The Belazu product range now includes far more than just olives, with pastes, grains, oils and an imaginative selection of preserves including lemons, all of which are brought together by their quality and their Mediterranean origins.

Today Spain, Italy, Greece, Portugal and France, as well as Turkey, Morocco and Tunisia are among the countries he imports from. George is quick to point out that personal taste preferences will always influence his task of selecting what he considers the best during his trips to the Mediterranean.

Given the success of his company that says a lot about his tastebuds, which he has refined to select the most succulent and tasty of olives. These trips take place at least three times a year, his destination depending on the time the olive harvest gets under way, and the variety of olives he is looking for.

Different kinds of olives ripen at different times and like grapes used for wine, the olive properties are determined by the botanical characteristics of the tree, the climate and the soil.

George explained that there are at least 60 varieties of olive, each with distinct characteristics, some giving off hot peppery tastes, whilst others confer a grassy flavour when pressed for oil. He enjoys the fact that the ripening olive changes from green to violet to red and then black, that final colour change which indicates the olive has reached maturity and its oil content has reached maximum level.

He thoroughly enjoys visiting the Mediterranean olive groves and the long discussions he has with the farmers as he inspects their crop. As many of these discussions take place under the warm sun he considers these trips more like holidays than work.
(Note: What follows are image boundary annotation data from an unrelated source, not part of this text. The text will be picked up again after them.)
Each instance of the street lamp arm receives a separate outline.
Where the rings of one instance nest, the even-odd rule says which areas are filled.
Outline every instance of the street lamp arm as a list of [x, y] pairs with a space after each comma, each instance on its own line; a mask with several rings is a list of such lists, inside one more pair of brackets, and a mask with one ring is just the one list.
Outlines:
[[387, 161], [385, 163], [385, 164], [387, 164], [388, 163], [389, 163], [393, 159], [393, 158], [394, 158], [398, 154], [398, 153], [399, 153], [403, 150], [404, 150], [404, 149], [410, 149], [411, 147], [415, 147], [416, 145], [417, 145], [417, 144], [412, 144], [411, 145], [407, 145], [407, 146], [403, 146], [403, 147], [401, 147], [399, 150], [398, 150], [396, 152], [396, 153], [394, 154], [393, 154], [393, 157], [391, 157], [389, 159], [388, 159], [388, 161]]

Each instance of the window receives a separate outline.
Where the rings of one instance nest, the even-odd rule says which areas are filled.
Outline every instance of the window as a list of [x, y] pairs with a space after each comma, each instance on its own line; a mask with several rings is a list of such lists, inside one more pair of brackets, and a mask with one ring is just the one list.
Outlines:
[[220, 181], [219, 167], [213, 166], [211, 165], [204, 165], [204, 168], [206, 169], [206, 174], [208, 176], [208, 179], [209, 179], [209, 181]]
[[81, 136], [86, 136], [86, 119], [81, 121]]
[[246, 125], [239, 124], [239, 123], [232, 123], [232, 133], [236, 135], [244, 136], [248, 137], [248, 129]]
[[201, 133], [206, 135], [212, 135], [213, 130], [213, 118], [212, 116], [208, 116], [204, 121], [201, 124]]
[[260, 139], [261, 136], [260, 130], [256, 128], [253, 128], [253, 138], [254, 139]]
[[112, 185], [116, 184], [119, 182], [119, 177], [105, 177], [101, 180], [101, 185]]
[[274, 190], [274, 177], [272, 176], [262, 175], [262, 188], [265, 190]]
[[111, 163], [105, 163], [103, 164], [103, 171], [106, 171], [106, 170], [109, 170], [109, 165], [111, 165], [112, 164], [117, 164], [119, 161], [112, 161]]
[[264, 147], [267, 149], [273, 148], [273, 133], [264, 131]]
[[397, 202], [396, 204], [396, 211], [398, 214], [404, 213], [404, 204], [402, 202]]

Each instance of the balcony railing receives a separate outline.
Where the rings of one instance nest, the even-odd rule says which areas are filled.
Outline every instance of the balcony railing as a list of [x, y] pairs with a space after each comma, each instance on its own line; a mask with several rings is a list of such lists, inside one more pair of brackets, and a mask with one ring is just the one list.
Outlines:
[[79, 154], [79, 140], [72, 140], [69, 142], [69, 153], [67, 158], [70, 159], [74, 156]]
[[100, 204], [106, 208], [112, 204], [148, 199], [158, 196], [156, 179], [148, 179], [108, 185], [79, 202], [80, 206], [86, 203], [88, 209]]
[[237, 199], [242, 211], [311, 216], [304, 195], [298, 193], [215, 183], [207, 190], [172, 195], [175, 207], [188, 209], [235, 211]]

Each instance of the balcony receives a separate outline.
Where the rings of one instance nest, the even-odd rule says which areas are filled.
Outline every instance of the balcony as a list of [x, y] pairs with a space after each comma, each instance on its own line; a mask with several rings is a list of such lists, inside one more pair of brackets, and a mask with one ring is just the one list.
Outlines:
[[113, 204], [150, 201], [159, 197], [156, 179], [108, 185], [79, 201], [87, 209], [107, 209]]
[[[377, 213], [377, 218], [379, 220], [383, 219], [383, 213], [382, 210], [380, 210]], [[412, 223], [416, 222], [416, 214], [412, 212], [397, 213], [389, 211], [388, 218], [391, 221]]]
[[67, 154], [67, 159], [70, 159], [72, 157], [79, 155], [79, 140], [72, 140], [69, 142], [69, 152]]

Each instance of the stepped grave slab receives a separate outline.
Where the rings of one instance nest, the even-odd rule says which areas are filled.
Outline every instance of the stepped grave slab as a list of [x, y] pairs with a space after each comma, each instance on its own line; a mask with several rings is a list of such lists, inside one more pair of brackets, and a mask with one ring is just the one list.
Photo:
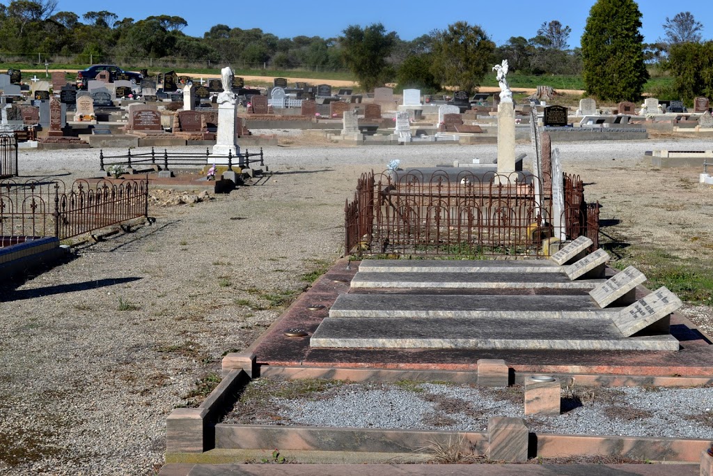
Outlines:
[[327, 318], [312, 348], [497, 349], [538, 350], [678, 350], [670, 335], [627, 338], [601, 319], [500, 318]]
[[610, 319], [622, 309], [602, 310], [586, 295], [342, 294], [329, 309], [329, 317]]
[[602, 280], [571, 280], [554, 273], [357, 273], [352, 288], [516, 288], [591, 290]]

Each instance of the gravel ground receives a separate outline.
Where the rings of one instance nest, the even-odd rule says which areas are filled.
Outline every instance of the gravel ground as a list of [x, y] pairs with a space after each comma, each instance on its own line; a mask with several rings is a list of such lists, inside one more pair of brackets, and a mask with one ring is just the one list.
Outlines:
[[[332, 383], [331, 388], [308, 397], [269, 399], [270, 403], [264, 404], [272, 407], [267, 414], [251, 415], [239, 404], [226, 421], [483, 432], [487, 430], [489, 417], [503, 416], [525, 418], [530, 431], [540, 433], [713, 440], [710, 387], [580, 388], [574, 394], [565, 388], [565, 411], [558, 417], [525, 416], [523, 393], [522, 385], [489, 389], [431, 383]], [[265, 394], [261, 397], [264, 399]]]
[[[166, 415], [197, 404], [221, 356], [249, 345], [304, 288], [305, 273], [343, 253], [344, 201], [359, 175], [394, 158], [433, 166], [496, 155], [494, 146], [345, 148], [314, 133], [277, 133], [280, 145], [265, 148], [275, 173], [259, 185], [178, 206], [163, 203], [185, 192], [152, 190], [153, 226], [79, 246], [67, 263], [0, 288], [0, 472], [155, 474]], [[700, 171], [640, 163], [647, 150], [709, 141], [560, 148], [564, 169], [588, 183], [587, 199], [604, 204], [602, 218], [621, 221], [604, 231], [709, 254], [713, 188], [697, 184]], [[21, 150], [19, 166], [24, 178], [68, 185], [97, 170], [98, 153]], [[713, 330], [709, 307], [690, 310]]]

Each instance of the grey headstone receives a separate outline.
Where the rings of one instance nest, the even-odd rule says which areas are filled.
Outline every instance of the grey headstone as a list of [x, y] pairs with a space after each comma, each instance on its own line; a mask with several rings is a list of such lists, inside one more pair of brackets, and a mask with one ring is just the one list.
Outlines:
[[587, 255], [579, 261], [569, 266], [565, 266], [565, 274], [570, 279], [575, 280], [599, 266], [603, 266], [608, 260], [609, 253], [602, 248], [599, 248], [594, 253]]
[[662, 287], [622, 309], [612, 320], [624, 337], [630, 337], [675, 312], [682, 305], [675, 294]]
[[629, 266], [590, 290], [589, 295], [600, 307], [606, 308], [645, 280], [643, 273]]
[[593, 243], [586, 236], [580, 236], [574, 241], [567, 243], [562, 249], [550, 256], [550, 259], [561, 266], [577, 255], [586, 250]]

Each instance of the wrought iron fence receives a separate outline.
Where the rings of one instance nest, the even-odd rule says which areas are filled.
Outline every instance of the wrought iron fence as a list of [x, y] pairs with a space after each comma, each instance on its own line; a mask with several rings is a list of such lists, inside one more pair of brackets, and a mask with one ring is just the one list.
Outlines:
[[[250, 160], [252, 158], [252, 160]], [[232, 170], [232, 166], [250, 168], [250, 164], [260, 163], [260, 167], [265, 166], [265, 156], [262, 148], [260, 152], [250, 153], [247, 148], [235, 156], [229, 152], [227, 156], [214, 155], [210, 149], [206, 148], [205, 153], [194, 152], [168, 152], [163, 149], [163, 153], [157, 153], [152, 147], [150, 152], [132, 153], [128, 149], [126, 153], [118, 156], [105, 156], [103, 150], [99, 151], [99, 170], [106, 171], [113, 166], [125, 168], [128, 171], [131, 170], [164, 170], [192, 166], [210, 166], [213, 163], [227, 163], [229, 170]], [[130, 170], [129, 170], [130, 169]]]
[[148, 180], [120, 183], [61, 181], [0, 181], [0, 244], [22, 237], [61, 240], [140, 216], [148, 217]]
[[365, 173], [346, 203], [344, 247], [366, 255], [516, 259], [543, 255], [546, 238], [585, 235], [594, 237], [595, 249], [598, 206], [585, 203], [578, 176], [564, 178], [563, 225], [555, 230], [551, 191], [538, 205], [532, 176]]
[[0, 178], [17, 175], [17, 136], [14, 133], [0, 133]]

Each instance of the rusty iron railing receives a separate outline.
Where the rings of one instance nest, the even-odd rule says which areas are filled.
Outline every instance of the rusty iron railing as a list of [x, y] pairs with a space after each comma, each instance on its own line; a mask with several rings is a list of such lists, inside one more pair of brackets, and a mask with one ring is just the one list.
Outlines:
[[0, 178], [17, 176], [17, 136], [0, 133]]
[[18, 237], [78, 236], [141, 216], [148, 217], [148, 179], [120, 183], [0, 181], [0, 245]]
[[[578, 176], [564, 176], [562, 230], [553, 225], [550, 191], [537, 206], [534, 180], [523, 173], [508, 180], [495, 172], [363, 174], [344, 209], [345, 250], [516, 259], [543, 255], [543, 241], [550, 237], [596, 238], [598, 207], [585, 203]], [[598, 240], [593, 240], [595, 249]]]

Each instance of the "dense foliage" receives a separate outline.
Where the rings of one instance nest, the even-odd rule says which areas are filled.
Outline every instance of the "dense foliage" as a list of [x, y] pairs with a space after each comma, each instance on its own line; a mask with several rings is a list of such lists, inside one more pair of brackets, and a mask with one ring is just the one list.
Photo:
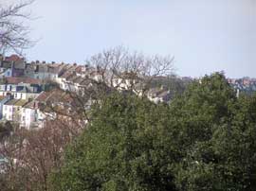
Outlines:
[[256, 96], [222, 74], [170, 105], [113, 94], [65, 150], [53, 190], [256, 190]]

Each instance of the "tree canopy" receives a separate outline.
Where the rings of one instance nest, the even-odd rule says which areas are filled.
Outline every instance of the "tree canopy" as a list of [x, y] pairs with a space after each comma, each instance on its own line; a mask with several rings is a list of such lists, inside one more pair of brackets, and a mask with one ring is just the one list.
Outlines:
[[115, 93], [92, 113], [53, 190], [256, 189], [256, 96], [236, 97], [223, 74], [170, 105]]

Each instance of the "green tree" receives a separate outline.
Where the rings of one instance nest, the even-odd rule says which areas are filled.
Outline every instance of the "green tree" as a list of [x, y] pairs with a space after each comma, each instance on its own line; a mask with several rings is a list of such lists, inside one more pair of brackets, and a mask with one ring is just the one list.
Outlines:
[[55, 190], [174, 190], [176, 153], [162, 139], [167, 109], [130, 95], [108, 97], [67, 148]]

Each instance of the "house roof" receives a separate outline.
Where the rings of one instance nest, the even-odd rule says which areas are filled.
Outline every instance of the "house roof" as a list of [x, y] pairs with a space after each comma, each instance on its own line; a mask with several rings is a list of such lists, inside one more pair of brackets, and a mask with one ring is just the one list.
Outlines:
[[5, 78], [5, 79], [6, 79], [6, 84], [18, 84], [18, 83], [39, 84], [41, 83], [40, 79], [31, 78], [7, 77]]
[[36, 98], [36, 101], [39, 102], [46, 102], [49, 96], [49, 95], [51, 94], [51, 92], [42, 92]]
[[23, 107], [24, 108], [34, 109], [34, 106], [35, 106], [35, 101], [29, 101], [29, 102], [27, 102]]
[[8, 102], [6, 102], [4, 105], [12, 106], [14, 105], [19, 99], [10, 99]]
[[5, 98], [6, 98], [6, 96], [0, 96], [0, 101], [2, 101]]
[[18, 55], [11, 55], [9, 57], [6, 57], [6, 61], [23, 61], [22, 58], [20, 58]]
[[26, 105], [26, 103], [27, 103], [27, 100], [25, 99], [18, 99], [17, 102], [14, 103], [15, 106], [24, 106]]

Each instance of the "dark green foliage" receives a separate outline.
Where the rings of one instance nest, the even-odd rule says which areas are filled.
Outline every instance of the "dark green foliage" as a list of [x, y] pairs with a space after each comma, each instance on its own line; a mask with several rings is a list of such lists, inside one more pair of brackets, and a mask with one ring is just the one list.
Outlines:
[[223, 74], [170, 105], [115, 94], [66, 149], [53, 190], [256, 190], [256, 96]]
[[175, 152], [161, 139], [163, 110], [167, 106], [128, 95], [104, 100], [68, 148], [56, 190], [174, 190]]

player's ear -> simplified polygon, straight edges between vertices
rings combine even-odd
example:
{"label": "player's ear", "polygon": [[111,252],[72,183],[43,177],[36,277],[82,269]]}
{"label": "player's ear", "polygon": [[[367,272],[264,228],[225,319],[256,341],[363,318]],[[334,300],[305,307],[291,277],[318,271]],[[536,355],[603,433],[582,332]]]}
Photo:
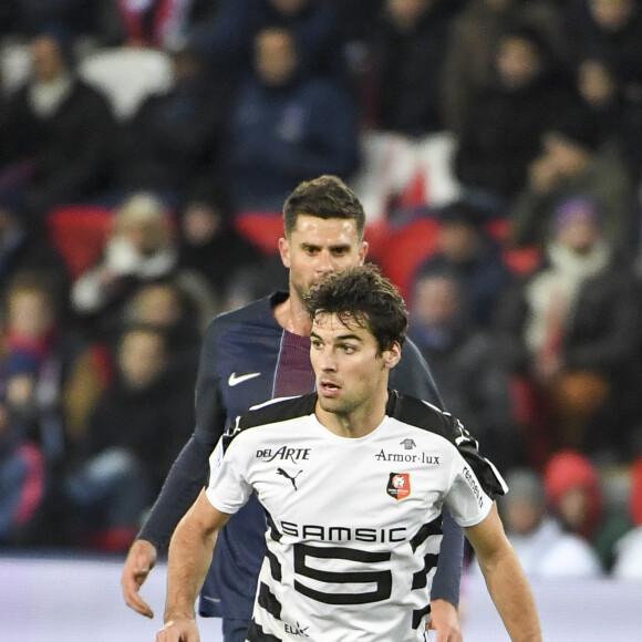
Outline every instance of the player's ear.
{"label": "player's ear", "polygon": [[290,244],[288,242],[287,238],[279,239],[279,253],[281,255],[281,261],[286,268],[290,269],[291,261],[290,261]]}
{"label": "player's ear", "polygon": [[367,241],[361,241],[361,247],[359,248],[359,265],[363,266],[365,262],[365,256],[367,255],[367,250],[370,249],[370,245]]}
{"label": "player's ear", "polygon": [[383,351],[383,365],[389,370],[392,370],[401,359],[401,345],[398,343],[393,343],[390,350]]}

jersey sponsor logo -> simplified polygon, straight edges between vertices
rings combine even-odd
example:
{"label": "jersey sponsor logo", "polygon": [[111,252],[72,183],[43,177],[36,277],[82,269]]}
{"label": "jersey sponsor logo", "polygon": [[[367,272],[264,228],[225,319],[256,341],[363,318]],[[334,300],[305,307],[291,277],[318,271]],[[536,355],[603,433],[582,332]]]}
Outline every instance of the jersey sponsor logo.
{"label": "jersey sponsor logo", "polygon": [[386,493],[395,499],[405,499],[411,494],[411,476],[408,473],[391,473]]}
{"label": "jersey sponsor logo", "polygon": [[303,627],[302,624],[299,624],[299,621],[297,621],[297,624],[288,624],[288,622],[283,622],[283,627],[286,629],[286,633],[289,633],[290,635],[299,635],[301,638],[310,638],[310,635],[308,635],[307,631],[308,629],[310,629],[310,627]]}
{"label": "jersey sponsor logo", "polygon": [[383,448],[374,455],[374,458],[377,462],[397,462],[404,464],[426,464],[435,466],[439,465],[439,457],[441,455],[429,455],[428,453],[413,453],[412,455],[410,453],[386,453]]}
{"label": "jersey sponsor logo", "polygon": [[299,490],[297,488],[297,477],[302,473],[303,470],[299,470],[293,477],[287,472],[283,470],[282,468],[277,468],[277,475],[281,475],[282,477],[286,477],[286,479],[289,479],[292,483],[292,486],[294,487],[294,490]]}
{"label": "jersey sponsor logo", "polygon": [[367,528],[352,526],[324,526],[321,524],[296,524],[280,521],[283,535],[318,541],[363,541],[370,543],[386,543],[405,541],[405,526],[393,528]]}
{"label": "jersey sponsor logo", "polygon": [[237,375],[236,372],[232,372],[229,375],[229,379],[227,380],[227,385],[229,385],[230,387],[234,387],[235,385],[238,385],[239,383],[244,383],[245,381],[249,381],[250,379],[255,379],[256,376],[260,376],[261,373],[260,372],[250,372],[249,374],[239,374]]}
{"label": "jersey sponsor logo", "polygon": [[291,448],[290,446],[281,446],[277,451],[271,448],[263,448],[257,451],[257,458],[263,462],[273,462],[279,459],[280,462],[297,462],[306,460],[310,458],[311,448]]}

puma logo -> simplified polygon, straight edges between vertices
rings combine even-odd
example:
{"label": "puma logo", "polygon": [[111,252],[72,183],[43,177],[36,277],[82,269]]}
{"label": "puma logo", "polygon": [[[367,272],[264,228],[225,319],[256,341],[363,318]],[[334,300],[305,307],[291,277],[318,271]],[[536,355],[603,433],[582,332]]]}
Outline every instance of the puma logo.
{"label": "puma logo", "polygon": [[297,477],[302,473],[303,470],[299,470],[293,477],[289,474],[286,473],[286,470],[283,470],[282,468],[277,468],[277,475],[282,475],[283,477],[288,478],[291,483],[292,486],[294,487],[294,490],[298,490],[297,488]]}

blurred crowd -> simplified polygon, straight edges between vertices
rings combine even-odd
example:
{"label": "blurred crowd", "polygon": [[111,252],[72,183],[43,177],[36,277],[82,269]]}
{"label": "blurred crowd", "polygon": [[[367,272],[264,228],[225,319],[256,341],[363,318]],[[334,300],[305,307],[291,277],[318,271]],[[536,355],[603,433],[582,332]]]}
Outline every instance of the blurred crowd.
{"label": "blurred crowd", "polygon": [[[166,64],[128,110],[118,53]],[[642,578],[636,0],[7,0],[0,55],[1,546],[126,550],[208,322],[287,289],[241,221],[447,134],[456,196],[387,195],[370,258],[527,572]]]}

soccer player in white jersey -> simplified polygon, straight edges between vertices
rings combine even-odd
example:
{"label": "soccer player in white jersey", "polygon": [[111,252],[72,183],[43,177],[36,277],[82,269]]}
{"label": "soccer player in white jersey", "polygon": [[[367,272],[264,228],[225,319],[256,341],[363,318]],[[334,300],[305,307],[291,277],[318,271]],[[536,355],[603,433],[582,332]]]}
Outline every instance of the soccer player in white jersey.
{"label": "soccer player in white jersey", "polygon": [[446,505],[514,641],[540,641],[530,588],[494,496],[507,488],[447,413],[387,387],[407,317],[372,266],[306,297],[317,392],[241,415],[169,547],[157,642],[197,642],[194,603],[217,532],[256,493],[267,517],[249,642],[425,640]]}

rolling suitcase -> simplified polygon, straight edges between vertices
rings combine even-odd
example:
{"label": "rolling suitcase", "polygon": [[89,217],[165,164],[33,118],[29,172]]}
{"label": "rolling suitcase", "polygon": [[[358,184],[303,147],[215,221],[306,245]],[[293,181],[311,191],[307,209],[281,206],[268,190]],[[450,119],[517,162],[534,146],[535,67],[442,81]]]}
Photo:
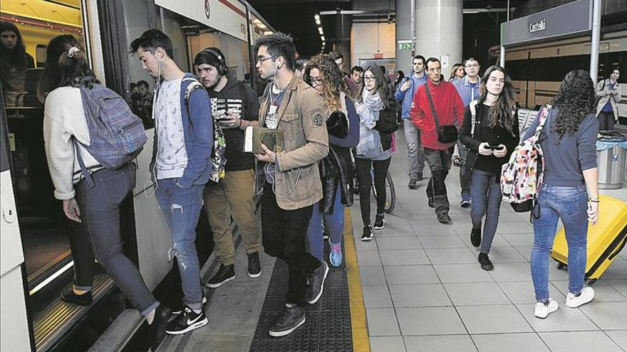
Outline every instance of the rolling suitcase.
{"label": "rolling suitcase", "polygon": [[[598,221],[588,225],[588,284],[601,277],[627,242],[627,203],[608,196],[601,196],[599,200]],[[551,257],[558,262],[558,268],[568,264],[564,228],[555,236]]]}

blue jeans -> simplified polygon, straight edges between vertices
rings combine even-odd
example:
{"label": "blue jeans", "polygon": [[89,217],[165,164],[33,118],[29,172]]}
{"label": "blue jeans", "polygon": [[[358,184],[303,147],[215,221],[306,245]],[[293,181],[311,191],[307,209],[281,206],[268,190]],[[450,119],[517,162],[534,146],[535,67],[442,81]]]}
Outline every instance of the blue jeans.
{"label": "blue jeans", "polygon": [[120,207],[133,197],[136,169],[129,163],[117,170],[104,169],[92,175],[90,186],[83,179],[76,185],[76,202],[83,228],[89,235],[93,252],[107,272],[142,316],[159,306],[137,267],[124,255],[120,234]]}
{"label": "blue jeans", "polygon": [[[425,152],[420,139],[420,130],[409,117],[403,120],[405,139],[407,140],[407,159],[410,178],[418,178],[425,169]],[[333,242],[335,243],[335,242]]]}
{"label": "blue jeans", "polygon": [[176,183],[177,180],[158,180],[157,201],[172,232],[172,248],[168,253],[168,260],[177,257],[181,273],[183,303],[198,310],[202,309],[202,290],[195,242],[204,185],[184,188]]}
{"label": "blue jeans", "polygon": [[500,177],[487,171],[473,169],[470,172],[470,196],[472,197],[472,208],[470,220],[472,227],[481,228],[481,219],[485,216],[483,237],[481,240],[481,252],[489,253],[499,225],[499,213],[501,208]]}
{"label": "blue jeans", "polygon": [[344,205],[342,204],[341,190],[336,189],[334,202],[333,212],[331,214],[323,214],[320,211],[319,203],[314,204],[311,218],[309,219],[309,225],[307,226],[308,252],[321,262],[323,260],[322,252],[324,248],[322,221],[324,221],[324,228],[328,233],[332,242],[341,243],[344,235]]}
{"label": "blue jeans", "polygon": [[549,253],[561,219],[568,244],[569,291],[579,294],[584,287],[588,235],[588,193],[586,187],[542,185],[539,198],[540,218],[534,220],[532,279],[537,302],[549,299]]}

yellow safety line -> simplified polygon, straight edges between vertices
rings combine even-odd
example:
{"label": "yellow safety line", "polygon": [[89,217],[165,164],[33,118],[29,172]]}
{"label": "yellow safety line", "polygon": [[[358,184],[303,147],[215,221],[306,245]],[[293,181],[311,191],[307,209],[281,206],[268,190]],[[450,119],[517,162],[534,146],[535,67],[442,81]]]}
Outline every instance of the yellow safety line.
{"label": "yellow safety line", "polygon": [[363,294],[361,292],[361,277],[359,274],[359,264],[357,262],[357,252],[355,250],[353,221],[351,218],[351,210],[348,208],[345,208],[344,211],[344,251],[346,274],[348,277],[348,303],[351,307],[351,325],[353,328],[353,351],[370,352],[366,306],[363,304]]}

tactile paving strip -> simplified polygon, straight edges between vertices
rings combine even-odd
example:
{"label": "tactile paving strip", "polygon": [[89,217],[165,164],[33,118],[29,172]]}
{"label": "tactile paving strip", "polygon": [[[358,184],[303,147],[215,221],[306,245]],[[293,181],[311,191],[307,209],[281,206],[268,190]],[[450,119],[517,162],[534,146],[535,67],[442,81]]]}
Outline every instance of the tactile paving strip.
{"label": "tactile paving strip", "polygon": [[[329,249],[326,241],[324,247],[323,257],[328,262]],[[283,311],[287,292],[287,265],[277,259],[250,352],[352,352],[346,277],[343,262],[338,267],[329,265],[322,297],[318,303],[307,307],[305,324],[286,336],[271,337],[268,331]]]}

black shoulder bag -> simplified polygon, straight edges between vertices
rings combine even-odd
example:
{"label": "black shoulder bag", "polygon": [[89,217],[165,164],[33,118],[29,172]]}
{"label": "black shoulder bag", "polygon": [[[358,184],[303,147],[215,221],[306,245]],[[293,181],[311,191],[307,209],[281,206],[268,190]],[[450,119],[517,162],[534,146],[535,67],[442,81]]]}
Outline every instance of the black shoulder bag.
{"label": "black shoulder bag", "polygon": [[457,140],[457,127],[452,124],[440,125],[437,112],[435,112],[435,107],[433,105],[433,98],[431,97],[431,92],[429,87],[425,86],[427,97],[429,99],[429,105],[431,107],[431,112],[433,113],[433,120],[435,121],[435,127],[437,131],[437,142],[440,143],[452,143]]}

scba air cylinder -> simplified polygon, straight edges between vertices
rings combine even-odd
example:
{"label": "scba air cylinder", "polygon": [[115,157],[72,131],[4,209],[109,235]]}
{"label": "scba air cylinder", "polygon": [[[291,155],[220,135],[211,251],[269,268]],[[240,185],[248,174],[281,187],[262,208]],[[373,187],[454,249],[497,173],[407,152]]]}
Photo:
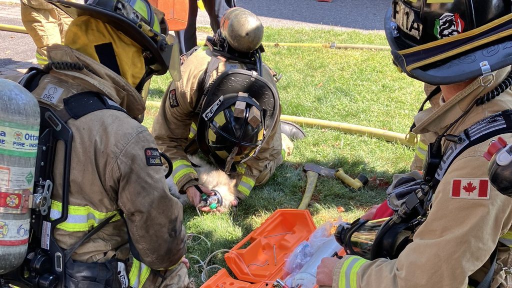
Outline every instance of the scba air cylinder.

In true George style, rather than hiring a table to display his products at last month’s Thame Food Festival, he decided to offer visitors a chance to taste his wares incorporated into a meal by hosting an all-day pop-up restaurant in Christchurch on Upper High Street.

The profits this event raised were donated to the Belazu Foundation Charity which George established in 2013 to sponsor two schools in Morocco, as well as a school in Oxford, the Isis Academy, for children with special educational needs. With money raised through the foundation, an educational kitchen was built and installed at Isis.

He says he chose to fund Morocco as many of its inhabitants live in remote areas in the mountains where the children received absolutely no formal education until George set up two schools there where the argan trees grow.

Over the past decade the foundation has sponsored a number of rural schools in the mountains with donations of more than £150,000 that have provided education for more than 350 women and children.

The foundation has also set up a women’s centre to teach females to read and speak French, Arabic and Berber languages.

George has four children aged from 11 to 18 – Fyn, Joe, Jessie and Tom – so being a family man he is very conscious of the needs of children.

Watching the Moroccan children enjoying school days they would not have experienced without the foundation’s help has brought him great joy.

And yet George is most at home in Oxfordshire where he lives with his family in a village near Woodstock, revelling in its rural atmosphere, and the beautiful surrounding countryside, yet still close to London. Ask him about any hobbies and he raises a wry smile.

The busy man, in his mid 50s, does enjoy sailing when he has time to indulge in his favourite hobby, but most of his attention is taken up with his ongoing projects.

Never one to rest on his laurels, George is toying with setting up a cookery school in the Mediterranean and he definitely wants to open a restaurant which, like the Thame pop-up restaurant, will celebrate Mediterranean foods.

Let’s hope he keeps it close to home.